- Born: 1932 Othello, Washington
- Died: 1999 (aged 66–67) Othello, Washington
- Education: attended Washington State University on a football scholarship but only completed his freshman year.
- Occupation: Farmer
- Known for: Founder of Chef Reddy Corp.

= Peter J. Taggares =

American businessman

Peter J. Taggares was one of the wealthiest and most influential farmers in Washington state. At his death, his holdings included the largest irrigated potato farm in Oregon and one of the world's largest vineyards. He was also involved in politics, having contributed to numerous candidates from both major US political parties.

==Life==
Taggares' father, Peter Taggares (Tagaris), emigrated from Greece at the age of 18. He traveled across the United States, eventually settling in Prosser, Washington, where he farmed and raised his family.

Taggares quit school after the third grade. In 1956, he established a small farm near Othello, Washington. From that beginning he built an agricultural empire in the Pacific Northwest second only to that of JR Simplot. At his death his holdings, estimated to be worth half a billion dollars, included the largest irrigated farm in Oregon and one of the world's largest vineyards. Chef Reddy Corp., which he founded in 1964, became one of the nation's largest producers of French fries.

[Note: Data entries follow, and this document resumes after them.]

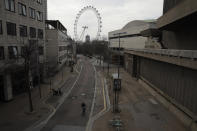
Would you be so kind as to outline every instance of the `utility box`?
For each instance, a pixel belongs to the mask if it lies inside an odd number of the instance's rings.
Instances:
[[[113,80],[113,90],[114,91],[120,91],[121,90],[121,78],[118,73],[112,74],[112,80]]]

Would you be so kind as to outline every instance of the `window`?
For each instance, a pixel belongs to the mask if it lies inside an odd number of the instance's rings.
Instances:
[[[59,46],[59,51],[65,51],[67,49],[66,46]]]
[[[15,1],[5,0],[5,8],[9,11],[15,12]]]
[[[38,38],[43,39],[43,30],[38,29]]]
[[[20,36],[27,37],[27,26],[20,25]]]
[[[43,17],[42,17],[42,12],[37,11],[37,20],[42,21]]]
[[[0,20],[0,34],[3,34],[3,26],[2,26],[2,21]]]
[[[36,19],[36,11],[33,8],[29,7],[29,17],[32,19]]]
[[[37,3],[42,4],[42,0],[37,0]]]
[[[0,46],[0,60],[3,60],[5,58],[4,56],[4,48]]]
[[[30,30],[30,33],[29,33],[30,37],[36,38],[36,28],[30,27],[29,30]]]
[[[44,55],[44,48],[43,47],[39,47],[39,55]]]
[[[25,50],[26,48],[24,46],[21,47],[21,56],[24,57],[25,56]]]
[[[18,3],[18,13],[20,15],[26,16],[27,12],[26,12],[26,5],[22,4],[22,3]]]
[[[8,46],[9,58],[16,59],[18,56],[18,49],[16,46]]]
[[[7,34],[16,36],[16,24],[7,22]]]

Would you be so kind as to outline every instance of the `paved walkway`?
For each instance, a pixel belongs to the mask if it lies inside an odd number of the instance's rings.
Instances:
[[[38,88],[32,89],[32,101],[34,112],[29,112],[28,94],[23,93],[14,97],[8,103],[0,103],[0,130],[1,131],[23,131],[35,122],[46,118],[55,108],[59,97],[52,96],[51,88],[59,88],[71,82],[70,78],[77,76],[74,72],[70,74],[70,68],[64,67],[52,78],[52,86],[49,83],[42,84],[42,98],[39,97]],[[63,78],[63,79],[62,79]],[[64,88],[63,91],[66,89]],[[46,101],[48,101],[46,103]]]
[[[110,74],[117,72],[110,69]],[[106,76],[106,74],[103,74]],[[186,131],[180,121],[148,93],[135,79],[121,69],[122,90],[119,97],[120,113],[111,109],[94,122],[93,131],[114,131],[110,120],[115,116],[122,121],[124,131]],[[108,79],[109,95],[113,91]]]

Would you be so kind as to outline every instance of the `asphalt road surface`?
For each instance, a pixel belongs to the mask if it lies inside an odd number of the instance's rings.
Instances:
[[[81,74],[70,95],[41,131],[84,131],[89,119],[95,88],[93,65],[82,58]],[[86,103],[82,115],[81,103]]]

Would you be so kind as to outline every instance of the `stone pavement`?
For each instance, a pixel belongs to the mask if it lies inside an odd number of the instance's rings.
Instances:
[[[107,72],[107,70],[105,70]],[[110,69],[110,74],[117,69]],[[92,131],[114,131],[111,124],[115,116],[122,121],[120,130],[124,131],[186,131],[183,124],[162,104],[160,104],[135,79],[121,69],[122,90],[119,97],[120,113],[112,113],[111,109],[94,121]],[[107,77],[106,73],[103,74]],[[113,91],[107,81],[110,101],[113,103]],[[111,105],[112,106],[112,105]]]
[[[62,79],[63,70],[63,79]],[[8,103],[0,103],[0,130],[1,131],[23,131],[35,122],[45,119],[55,108],[59,97],[52,96],[51,88],[66,87],[70,83],[70,77],[76,77],[74,71],[70,73],[69,67],[64,67],[52,78],[52,86],[49,83],[41,84],[42,98],[40,99],[38,88],[31,90],[34,112],[29,112],[28,94],[23,93],[15,96]],[[66,89],[62,89],[66,91]],[[46,102],[47,101],[47,102]]]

On his farm every piece of equipment was painted white. This extended from his tractors, potato diggers, and potato trucks to his corporate jet, Mercedes, Cadillacs and yacht. On his 3500 acre farm in Othello, Washington, even the telephone poles are white.

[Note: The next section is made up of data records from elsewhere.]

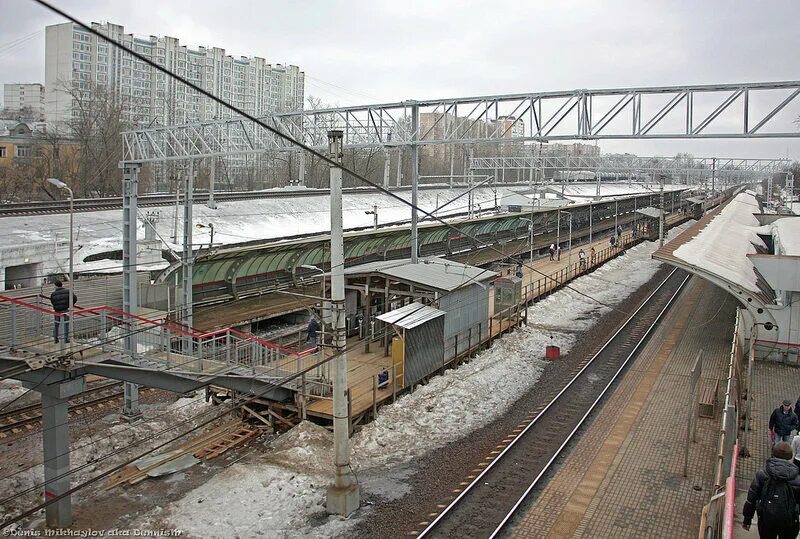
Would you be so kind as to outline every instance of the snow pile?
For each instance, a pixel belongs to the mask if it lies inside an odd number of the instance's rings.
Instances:
[[[759,226],[758,202],[753,195],[739,193],[692,240],[673,254],[710,273],[719,275],[747,290],[758,292],[756,273],[748,254],[756,252],[755,245],[766,247],[758,233],[768,227]]]
[[[23,395],[25,391],[27,390],[22,387],[21,382],[11,379],[0,381],[0,408]],[[14,406],[12,405],[12,407]]]
[[[325,511],[328,482],[261,462],[236,464],[166,513],[170,526],[193,537],[351,537],[355,521]]]
[[[98,472],[108,470],[112,465],[143,453],[213,417],[212,413],[197,417],[204,410],[218,412],[218,409],[212,408],[210,404],[204,402],[202,395],[178,399],[167,406],[163,404],[142,405],[141,410],[142,421],[129,424],[121,421],[119,414],[114,413],[101,420],[104,423],[113,422],[109,428],[104,429],[102,435],[93,436],[90,431],[87,436],[72,443],[70,468],[73,470],[73,484],[85,481],[97,475]],[[81,417],[77,416],[71,420],[73,426],[89,426],[86,424],[87,420],[81,419]],[[166,430],[169,427],[174,428]],[[163,434],[157,434],[164,430],[166,432]],[[150,439],[151,437],[152,439]],[[112,453],[114,453],[113,456],[98,460]],[[3,471],[8,472],[8,470]],[[3,475],[7,475],[7,473],[3,473]],[[42,466],[34,466],[0,481],[0,491],[22,492],[41,483],[43,477]],[[33,505],[34,502],[38,503],[40,490],[40,488],[36,488],[33,493],[10,502],[8,507],[4,507],[3,510],[12,514],[21,508]],[[78,491],[76,494],[77,497],[83,495],[84,491]]]
[[[333,462],[333,433],[310,421],[303,421],[270,444],[268,460],[276,465],[322,476]]]
[[[784,217],[770,226],[776,255],[800,256],[800,218]]]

==Involvement in politics==
Although Taggares maintained a low profile outside of the agricultural community, he was frequently involved in politics and was frustrated by the government's inability to make decisions. He was a campaign contributor. In 1997 he was fined $52,500 (the largest such fine in Washington State history) for illegally contributing money to political candidates, much of it in the names of his employees.

==Commodities trading==
In the mid-1970s, Taggares and his competitor, J. R. Simplot, were involved in the largest default in the history of American commodities futures trading. The incident, which led to a fine and temporary suspension from futures trading, nearly destroyed the New York Mercantile Exchange.